Distinguished Professor; Director, Innovative Computing Laboratory
Areas of Interest
- Scientific computing
- Numerical linear algebra
- Parallel processing
- Software tools
- Mathematical software and software repositories
- B.S. in Mathematics, Chicago State University, 1972
- M.S. in Computer Science, Illinois Institute of Technology, 1972
- Ph.D in Applied Mathematics, University of New Mexico, 1980
Jack Dongarra received a Bachelor of Science in Mathematics from Chicago State University in 1972 and a Master of Science in Computer Science from the Illinois Institute of Technology in 1973. He received his Ph.D. in Applied Mathematics from the University of New Mexico in 1980. He worked at the Argonne National Laboratory until 1989, becoming a senior scientist.
He now holds an appointment as University Distinguished Professor of Computer Science in the Computer Science Department at the University of Tennessee, has the position of a Distinguished Research Staff member in the Computer Science and Mathematics Division at Oak Ridge National Laboratory (ORNL), Turing Fellow in the Computer Science and Mathematics Schools at the University of Manchester, and an Adjunct Professor in the Computer Science Department at Rice University.
He specializes in numerical algorithms in linear algebra, parallel computing, the use of advanced-computer architectures, programming methodology, and tools for parallel computers. His research includes the development, testing and documentation of high quality mathematical software.
He has contributed to the design and implementation of the following open source software packages and systems: EISPACK, LINPACK, the BLAS, LAPACK, ScaLAPACK, Netlib, PVM, MPI, NetSolve, Top500, ATLAS, and PAPI. He has published approximately 300 articles, papers, reports and technical memoranda and he is coauthor of several books.

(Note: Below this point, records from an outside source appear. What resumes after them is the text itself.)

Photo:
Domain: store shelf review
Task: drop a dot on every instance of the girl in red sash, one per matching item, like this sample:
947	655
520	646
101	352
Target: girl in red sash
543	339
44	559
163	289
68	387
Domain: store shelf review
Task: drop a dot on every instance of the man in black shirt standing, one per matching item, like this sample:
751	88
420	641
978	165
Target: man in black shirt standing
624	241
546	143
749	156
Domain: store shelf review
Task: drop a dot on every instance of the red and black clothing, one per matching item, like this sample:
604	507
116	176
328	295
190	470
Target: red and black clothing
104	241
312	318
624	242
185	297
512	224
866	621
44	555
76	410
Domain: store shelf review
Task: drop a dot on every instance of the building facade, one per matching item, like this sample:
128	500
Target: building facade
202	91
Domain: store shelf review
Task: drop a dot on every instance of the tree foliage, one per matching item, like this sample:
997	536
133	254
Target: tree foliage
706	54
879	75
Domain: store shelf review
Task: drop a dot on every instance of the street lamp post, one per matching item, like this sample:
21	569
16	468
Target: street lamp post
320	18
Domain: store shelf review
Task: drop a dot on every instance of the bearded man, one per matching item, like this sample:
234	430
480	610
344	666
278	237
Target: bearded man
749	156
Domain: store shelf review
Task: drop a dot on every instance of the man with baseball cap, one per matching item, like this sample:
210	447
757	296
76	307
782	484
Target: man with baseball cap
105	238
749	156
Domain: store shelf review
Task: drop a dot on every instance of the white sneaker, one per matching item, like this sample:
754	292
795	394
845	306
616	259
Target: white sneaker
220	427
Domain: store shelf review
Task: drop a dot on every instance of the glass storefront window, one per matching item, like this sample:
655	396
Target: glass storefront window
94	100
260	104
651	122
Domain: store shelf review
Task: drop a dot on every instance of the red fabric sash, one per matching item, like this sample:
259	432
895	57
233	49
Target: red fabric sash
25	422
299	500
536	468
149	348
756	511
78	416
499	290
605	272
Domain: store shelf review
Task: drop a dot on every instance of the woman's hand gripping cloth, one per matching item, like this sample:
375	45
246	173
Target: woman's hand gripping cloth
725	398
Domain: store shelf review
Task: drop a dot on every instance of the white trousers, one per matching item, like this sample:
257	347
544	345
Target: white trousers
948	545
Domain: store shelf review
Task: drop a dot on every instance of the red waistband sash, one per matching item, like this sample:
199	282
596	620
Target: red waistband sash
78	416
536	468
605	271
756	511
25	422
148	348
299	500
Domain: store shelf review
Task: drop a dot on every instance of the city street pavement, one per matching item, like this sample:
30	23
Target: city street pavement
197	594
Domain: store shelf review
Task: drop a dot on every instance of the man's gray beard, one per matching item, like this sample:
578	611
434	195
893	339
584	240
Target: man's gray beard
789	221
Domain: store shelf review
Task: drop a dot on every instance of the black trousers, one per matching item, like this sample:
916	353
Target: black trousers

He was awarded the IEEE Sid Fernbach Award in 2004 for his contributions in the application of high performance computers using innovative approaches; in 2008 he was the recipient of the first IEEE Medal of Excellence in Scalable Computing; in 2010 he was the first recipient of the SIAM Special Interest Group on Supercomputing’s award for Career Achievement; in 2011 he was the recipient of the IEEE Charles Babbage Award; and in 2013 he was the recipient of the ACM/IEEE Ken Kennedy Award for his leadership in designing and promoting standards for mathematical software used to solve numerical problems common to high performance computing. He is a Fellow of the AAAS, ACM, IEEE, and SIAM and a foreign member of the Russian Academy of Sciences and a member of the US National Academy of Engineering.